Noe Doubt, the future ages will admire,
How well in frosty ignorance, thy fire
(Hotter then any, Zealots) in a time
When 'twas called sin to read or writ a rime:
Could' flame so bright, and how thou could'st fit
Th' unbiass'd time with thy well biass'd witt.
Tho all our Mango Poets thee upbraid,
(Whose Drabs are Muses, Poetry their Trade.)
Tho Sacrilegious Elves pollute thy fame
With their unhallowed lips, yet shall thy name
Out live their Spurious bratts, thy golden strain
(The Geniall Son of thy great teeming brain.)
Shall be held sacred by posterity
As the Idaea of true Poetry.
And like Mahumetans we hence will write
From thy Hegira, from thy speedy flight
From us to heaven, where thy Muse doth sing
Sweet-breathing Cantoes to th' Immortall King.

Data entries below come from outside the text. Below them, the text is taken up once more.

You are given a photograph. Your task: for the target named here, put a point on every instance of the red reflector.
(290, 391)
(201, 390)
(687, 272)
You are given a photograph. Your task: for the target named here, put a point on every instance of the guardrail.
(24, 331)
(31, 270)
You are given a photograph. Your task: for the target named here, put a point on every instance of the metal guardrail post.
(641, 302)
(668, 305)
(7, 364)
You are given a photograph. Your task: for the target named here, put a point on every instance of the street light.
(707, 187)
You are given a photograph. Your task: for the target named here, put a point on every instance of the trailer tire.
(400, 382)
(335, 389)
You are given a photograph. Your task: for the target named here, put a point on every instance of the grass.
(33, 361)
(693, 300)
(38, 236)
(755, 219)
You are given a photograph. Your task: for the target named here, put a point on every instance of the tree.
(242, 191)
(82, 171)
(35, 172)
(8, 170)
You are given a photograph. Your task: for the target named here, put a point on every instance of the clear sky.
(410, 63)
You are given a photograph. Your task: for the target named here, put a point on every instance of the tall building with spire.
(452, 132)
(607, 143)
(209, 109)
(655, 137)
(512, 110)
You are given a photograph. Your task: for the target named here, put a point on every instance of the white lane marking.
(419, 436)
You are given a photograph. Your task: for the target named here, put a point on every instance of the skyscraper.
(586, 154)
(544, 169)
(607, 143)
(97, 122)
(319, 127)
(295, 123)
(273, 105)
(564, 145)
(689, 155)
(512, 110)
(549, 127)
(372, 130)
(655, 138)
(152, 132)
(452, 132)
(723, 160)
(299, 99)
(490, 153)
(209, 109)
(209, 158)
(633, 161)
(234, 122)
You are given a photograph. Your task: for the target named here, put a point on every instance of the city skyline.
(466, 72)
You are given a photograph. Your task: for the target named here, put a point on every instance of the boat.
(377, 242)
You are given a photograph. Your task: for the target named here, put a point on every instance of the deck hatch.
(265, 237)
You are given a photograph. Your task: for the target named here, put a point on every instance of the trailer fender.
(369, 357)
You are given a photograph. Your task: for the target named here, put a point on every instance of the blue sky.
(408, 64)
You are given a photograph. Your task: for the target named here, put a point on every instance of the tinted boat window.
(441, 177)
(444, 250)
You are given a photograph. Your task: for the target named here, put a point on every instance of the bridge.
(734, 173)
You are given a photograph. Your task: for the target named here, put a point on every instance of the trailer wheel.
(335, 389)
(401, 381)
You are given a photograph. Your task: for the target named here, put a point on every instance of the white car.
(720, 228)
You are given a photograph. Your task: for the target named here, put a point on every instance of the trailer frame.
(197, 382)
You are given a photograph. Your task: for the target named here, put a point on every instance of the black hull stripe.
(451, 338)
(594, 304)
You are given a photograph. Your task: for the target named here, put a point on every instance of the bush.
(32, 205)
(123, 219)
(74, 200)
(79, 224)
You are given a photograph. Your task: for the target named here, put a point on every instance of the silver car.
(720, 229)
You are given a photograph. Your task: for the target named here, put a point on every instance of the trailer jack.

Unto Apollo's Shrine we will noe more
Goe Pilgrims, but thy reliques wee'l adore:
And to thy Sacred Poems, we will loe!
As zealous Turks unto Medina goe,
Where they, like th' Pythian Oracle, dispense
To Poets laws, fraught with more Eloquence.
VVhen thy terse Muse in Cataracts did fall,
It made not Deafe, but it did Silence all
Those Sectaries, that dwell't too near the wave
Of Nile-like swelling Shism, yea and did lave
The putrefacted Humours of our times,
The Pestilence of our age, its damned crimes,
(Whether Jack Presbyter thou didst discribe
Or Adoniram, or that black-mouth'd tribe.
Must I here stay? noe, noe, my tears supply
Mine Ink, although my Standish sayes 'tis dry.
Dear soule farwell, our pur-blind eys noe more
Can view thy Westerne Sun, yet we adore,
Like the Enthusiastique Preist, the West,
Hoping thy rise farr brighter from the East.
Epigraphe.
Defessus totìes humilis serpendo Poëta
Noster humi, summum respicit ille polum.
Viderat ut coelum pleno stupefactus hiatu,
Fac Deus, & propriùs videro; dixit, obit.
Haec inter suspiria & lachrymas Scripsit Philomusus Philoponus.